“Thy will be done!”
My God, my Father, while I stray
Far from my home, in life's rough way,
O teach me from my heart to say—
Thy will be done!
If Thou should'st call me to resign
What most I prize, it ne'er was mine;
I only yield Thee what was Thine—
"Thy will be done!”
If but my fainting heart be bless'd
With Thy sweet Spirit for its Guest,
My God, to Thee I leave the rest—
"Thy will be done”
Renew my will from day to day;
Blend it with Thine, and take away
All that now makes it hard to say—
"Thy will be done!”
Then, when on earth I breathe no more
The prayer, oft mix'd with tears before,
I'll sing, upon a happier shore,
“Thy will be done!”
IT was a lovely Lord's Day evening in balmy August. We had just concluded family worship, and one of our number had asked that we might sing together the above solemn, beautiful hymn. Scarcely had we finished the first verse when the door quietly opened, and a well known figure stood before us. It was our family doctor, now an aged man, with snow white locks, and long flowing beard.

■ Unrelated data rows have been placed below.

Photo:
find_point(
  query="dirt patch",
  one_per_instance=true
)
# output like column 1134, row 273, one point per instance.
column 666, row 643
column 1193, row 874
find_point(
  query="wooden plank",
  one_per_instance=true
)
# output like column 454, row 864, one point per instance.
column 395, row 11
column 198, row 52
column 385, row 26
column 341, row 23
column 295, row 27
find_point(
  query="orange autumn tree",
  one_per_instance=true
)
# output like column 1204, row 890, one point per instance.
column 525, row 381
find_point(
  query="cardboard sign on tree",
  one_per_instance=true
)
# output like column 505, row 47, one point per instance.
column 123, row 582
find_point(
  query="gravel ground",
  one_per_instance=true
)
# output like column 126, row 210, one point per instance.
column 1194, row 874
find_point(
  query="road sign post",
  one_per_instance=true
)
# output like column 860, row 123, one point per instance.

Such a visit was no uncommon occurrence. He loved, as evening shades drew on, to drop into our quiet little cottage and spend an hour, hearing and telling of God's wondrous purposes of grace, and of the final consummation of all, in that glory to which he felt himself fast hastening. Quietly he took his seat by my side, but as we sung with plaintive voice that searching second verse:—
If Thou shoulds't call me to resign
What most I prize, it ne'er was mine
I only yield Thee what was Thine—
"Thy will be done”
a strange pallor overspread his face, and before we had finished the third verse, covering his face with his hands, he bowed his manly aged head on the table, the very picture of sorrow and sadness. Before the hymn was ended, ill had fairly broken down, and sobbed aloud.
Such grief is a sacred thing, and we all sat in silence till the dear old man's sorrow subsided, and he became himself again.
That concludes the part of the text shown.